Use .ini file to save DB connection data?

It is not a question of good practice or bad practice, it is a matter of knowing how you are doing, for example in laravel the main bank password is in .env (this file is basically a .ini format only uses one custom extension):

• link

But the folder where the data is stored is not available via HTTP (access via site url), because the addresses are pointed to inside the folder ./public

Of course there are programmers (pseudo-programmers) who do not understand the logic of the laravel folder structure and put everything inside public_html or www in hosting and create .htaccess without having much understanding about it, which can sometimes end up allowing access to .env via URL http://site/.env

Now you know what you're doing, that your .ini will be isolated in a place that only scripts and administrator will be able to access so there would be no problem at all.

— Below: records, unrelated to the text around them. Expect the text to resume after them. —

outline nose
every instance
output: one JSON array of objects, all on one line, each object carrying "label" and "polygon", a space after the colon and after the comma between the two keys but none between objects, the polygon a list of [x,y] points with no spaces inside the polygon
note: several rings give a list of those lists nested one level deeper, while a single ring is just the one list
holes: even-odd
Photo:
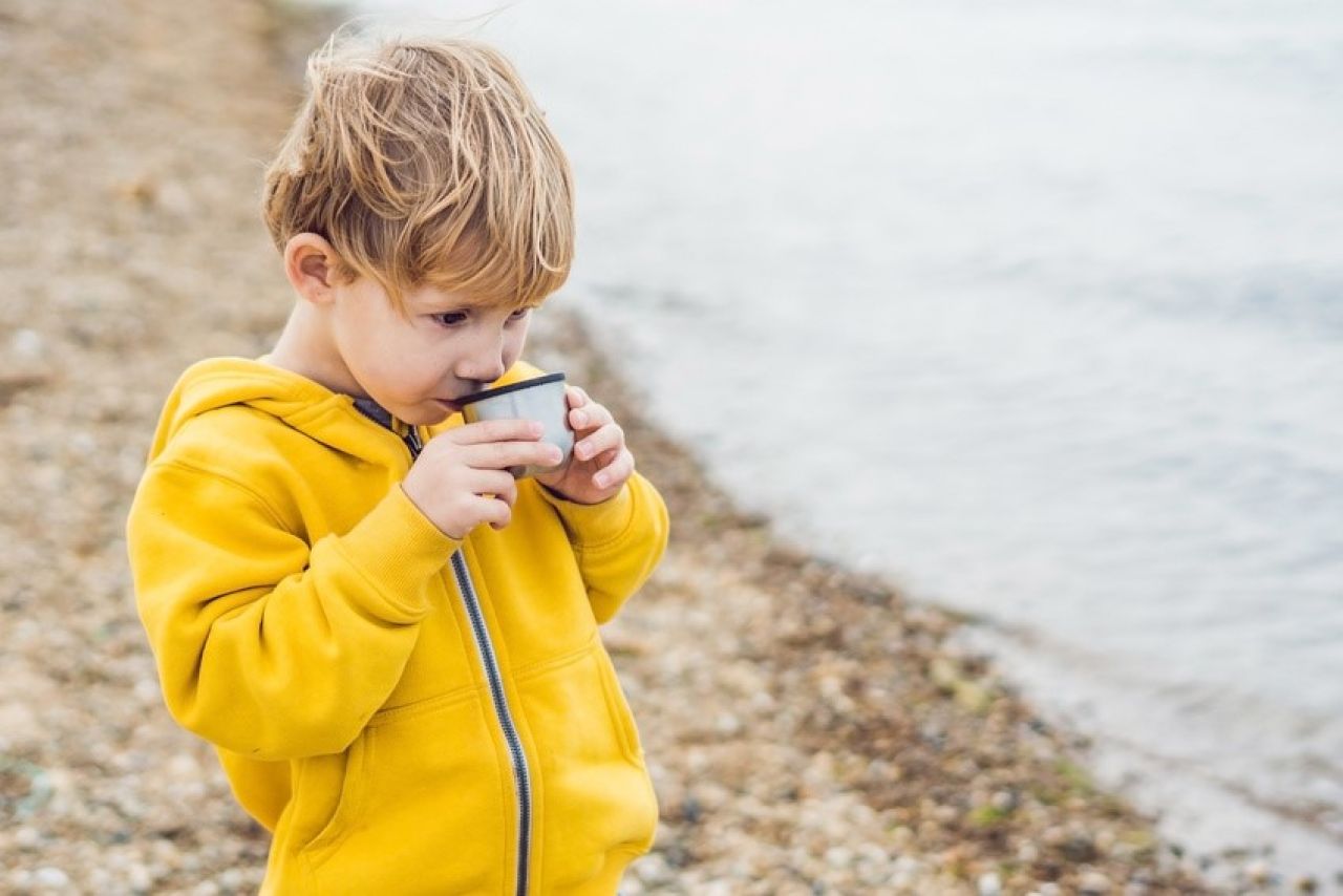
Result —
[{"label": "nose", "polygon": [[471,340],[463,345],[463,351],[453,367],[457,379],[483,384],[493,383],[508,372],[504,365],[504,333],[496,333],[492,329],[478,328],[471,334]]}]

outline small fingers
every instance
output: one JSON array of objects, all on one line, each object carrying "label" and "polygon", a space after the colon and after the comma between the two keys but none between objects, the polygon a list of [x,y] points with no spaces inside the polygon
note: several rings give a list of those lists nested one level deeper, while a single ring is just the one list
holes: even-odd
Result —
[{"label": "small fingers", "polygon": [[517,480],[508,470],[477,470],[471,492],[479,496],[493,496],[513,506],[517,502]]},{"label": "small fingers", "polygon": [[611,416],[611,411],[606,410],[606,406],[591,400],[582,407],[569,411],[569,426],[572,426],[575,431],[606,426],[614,419],[615,418]]},{"label": "small fingers", "polygon": [[599,489],[608,489],[620,485],[634,474],[634,455],[627,450],[620,450],[614,461],[592,477],[592,485]]},{"label": "small fingers", "polygon": [[624,446],[624,430],[619,423],[607,423],[573,446],[573,457],[588,461],[603,451]]}]

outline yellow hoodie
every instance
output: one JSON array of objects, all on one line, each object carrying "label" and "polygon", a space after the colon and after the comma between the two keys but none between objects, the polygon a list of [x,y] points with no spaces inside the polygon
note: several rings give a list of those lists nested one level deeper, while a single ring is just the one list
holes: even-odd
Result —
[{"label": "yellow hoodie", "polygon": [[183,375],[128,524],[168,708],[274,833],[263,893],[614,893],[657,805],[598,625],[662,498],[522,480],[458,543],[402,492],[396,426],[262,361]]}]

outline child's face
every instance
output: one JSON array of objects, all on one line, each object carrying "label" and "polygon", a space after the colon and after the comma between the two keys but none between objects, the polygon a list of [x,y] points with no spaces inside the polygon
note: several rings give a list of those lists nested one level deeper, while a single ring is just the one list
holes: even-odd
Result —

Of course you can also choose to create a .php with define , for example:

You have a file named config.php with this content:

<?php
define('DB_HOST', '12*.***.***');
define('DB_USER', 'foo');
define('DB_PASS', 'bar');
define('DB_MAIN', 'banco');

So it should be included in all major scripts with:

<?php

require_once 'config.php';

...

In mysql I would use something like (just an approximate example):

 $link = mysqli_connect(DB_HOST, DB_USER, DB_PASS, DB_MAIN);

PDO (just an approximate example):

 $dbh = new PDO('mysql:host=' + DB_HOST + ';dbname=' + DB_MAIN, DB_USER, DB_PASS);

So if the user accesses via URL http://site/config.php it will be visible only one blank page.

One important thing to do is to always shut down the errors in the output and keep only in the log, sitting in php.ini:

 display_errors=off

This is because some debuggers, such as Laravel and other frameworks can display parts of the code, in fact it is a bad mistake to bind the debuggers in production (on your hosting server), debuggers should be used only in secure environments, such as in your machine.